Come spiega Manuela Cutrone, gestore dell’Alveare Forum Omegna: «Sono partita un anno e mezzo fa selezionando una prima base di aziende locali, soprattutto dell’Ossola, che vendono frutta, verdura, pane, latte, salumi, formaggi e uova. Parliamo di produzioni e allevamenti non necessariamente fondati su base biologica ma tutti sostenibili perché verificati di persona nell’attenzione all’ambiente e agli animali, affinché quanto messo in rete sia un commercio sì funzionale ma soprattutto morale».

 

Che cosa si potrà comprare?

 

I primi a passare la selezione e a credere a un progetto così avveniristico sono stati:

  • Azienda Agricola Il Bosco Fiorito, che da Bieno offre ortaggi e piccoli frutti
  • Agriturismo Arami di Montecrestese, da cui arriveranno latticini e prodotti di gastronomia
  • L’Allevatore Bovino Barba Danilo di Vogogna, che propone mozzarelle, formaggi stagionati e uova
  • Apicoltura Antonio Covolo di Trobaso
  • Apicoltura Gocce di Miele di Agrano
  • Azienda Agricola La Noce di Veronica Falcioli di Vogogna, che vende formaggi di capra
  • Panetteria Trisconi di Omegna
  • Florale di Alessandra Manni di Nebbiuno, che vende frutta, confetture, ortaggi e piante autoctone acidofile

 

«Proprio a loro – sottolinea ancora Manuela Cutrone – va il mio particolare ringraziamento per aver aderito con entusiasmo a un progetto nuovo e tutto da costruire insieme».

 

Ma l’elenco è ghiotto e non finisce qui!

 

Sulle tavole degli omegnesi che sceglieranno di sostenere i produttori e gli allevatori del Cusio, dell’Ossola e del Vergante è pronta ad arrivare anche una ricca offerta di carne bovina (una volta al mese in cassette da 5-10 kg), verdurine trasformate e fermentate, biscotti, zafferano e derivati, riso bio di altissima qualità, ravioli, fragole, piccoli frutti e bomboniere vegetali per cerimonie e occasioni speciali, birra artigianale e molto altro ancora!

 

Per conoscere l’elenco completo dei produttori che hanno aderito al progetto basta consultare la sezione Foto sulla pagina FB dell’Alveare Walser.

 

Come ci si iscrive

 

Per acquistare i prodotti selezionati dall’Alveare Forum Omegna, potete collegarvi cliccando QUI e creare il vostro profilo iniziale.

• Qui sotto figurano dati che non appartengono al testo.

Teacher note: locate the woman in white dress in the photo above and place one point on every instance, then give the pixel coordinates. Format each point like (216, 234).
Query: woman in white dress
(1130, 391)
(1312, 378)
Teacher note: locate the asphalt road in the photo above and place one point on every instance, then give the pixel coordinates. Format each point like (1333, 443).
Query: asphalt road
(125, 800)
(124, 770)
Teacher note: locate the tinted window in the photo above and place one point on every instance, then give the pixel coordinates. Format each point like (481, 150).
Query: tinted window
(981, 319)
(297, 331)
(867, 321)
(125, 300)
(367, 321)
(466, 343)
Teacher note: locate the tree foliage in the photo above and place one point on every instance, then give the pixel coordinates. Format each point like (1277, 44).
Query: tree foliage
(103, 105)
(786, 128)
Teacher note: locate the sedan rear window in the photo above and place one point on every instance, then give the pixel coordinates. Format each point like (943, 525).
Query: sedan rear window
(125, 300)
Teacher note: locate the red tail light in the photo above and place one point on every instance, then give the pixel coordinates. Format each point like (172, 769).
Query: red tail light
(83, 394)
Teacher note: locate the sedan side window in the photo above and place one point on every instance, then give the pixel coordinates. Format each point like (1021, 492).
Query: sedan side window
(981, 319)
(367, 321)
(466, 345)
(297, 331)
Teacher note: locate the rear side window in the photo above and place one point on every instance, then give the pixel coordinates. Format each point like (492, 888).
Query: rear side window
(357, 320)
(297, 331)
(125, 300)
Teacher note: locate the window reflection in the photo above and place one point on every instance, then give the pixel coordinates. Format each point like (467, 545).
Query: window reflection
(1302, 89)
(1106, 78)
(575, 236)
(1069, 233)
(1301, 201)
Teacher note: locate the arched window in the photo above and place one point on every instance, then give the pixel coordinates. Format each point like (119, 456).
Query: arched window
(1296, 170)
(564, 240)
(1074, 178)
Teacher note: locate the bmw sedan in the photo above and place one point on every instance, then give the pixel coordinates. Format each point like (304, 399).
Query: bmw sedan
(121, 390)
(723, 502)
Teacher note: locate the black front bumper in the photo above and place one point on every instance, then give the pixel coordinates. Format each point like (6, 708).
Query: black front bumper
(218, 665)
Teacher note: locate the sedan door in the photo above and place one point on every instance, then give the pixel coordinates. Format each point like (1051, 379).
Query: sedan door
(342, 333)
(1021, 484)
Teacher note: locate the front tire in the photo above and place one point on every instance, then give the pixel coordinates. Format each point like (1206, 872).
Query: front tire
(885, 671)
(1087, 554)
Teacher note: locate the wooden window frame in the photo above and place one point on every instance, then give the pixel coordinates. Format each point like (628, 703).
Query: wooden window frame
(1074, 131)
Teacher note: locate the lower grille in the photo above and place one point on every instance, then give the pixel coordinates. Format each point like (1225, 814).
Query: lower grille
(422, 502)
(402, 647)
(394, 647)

Per gli amanti di Facebook, invece, sulla pagina alveareforumomegna il bottone d’iscrizione è ben visibile e pronto per essere cliccato.

 

In entrambi i casi, l’ISCRIZIONE È GRATUITA E SENZA ALCUN OBBLIGO DI ACQUISTO!

 

Come si paga e dove si ritira la propria spesa a km 0

 

Una volta effettuata online, la spesa si paga via carta di credito o Postepay, con i più comuni metodi di pagamento elettronico, PayPal compreso.

 

Una volta attivato il servizio, gli iscritti riceveranno un messaggio e potranno selezionare i prodotti per effettuare la loro prima spesa. Quest’ultima sarà consegnata ogni mercoledì (indicativamente dalle ore 18 alle ore 19.30) presso l’area parcheggio del Forum Omegna nel pieno rispetto delle direttive vigenti per il contenimento del Coronavirus.

 

Come sottolineato dal Sindaco di Omegna, Paolo Marchioni: «Plaudo e mi congratulo con iniziative come questa, utili a diffondere valori sociali e relazionali, oltre che a promuovere una cultura del mangiare sano scegliendo prodotti stagionali prodotti dalle piccole realtà del territorio che ci circonda. Attivare questo servizio ora che siamo ancora in piena emergenza da COVID-19 aiuterà a sostenere le nostre piccole imprese aprendo per loro un nuovo canale per farsi conoscere e promuovere le loro specialità».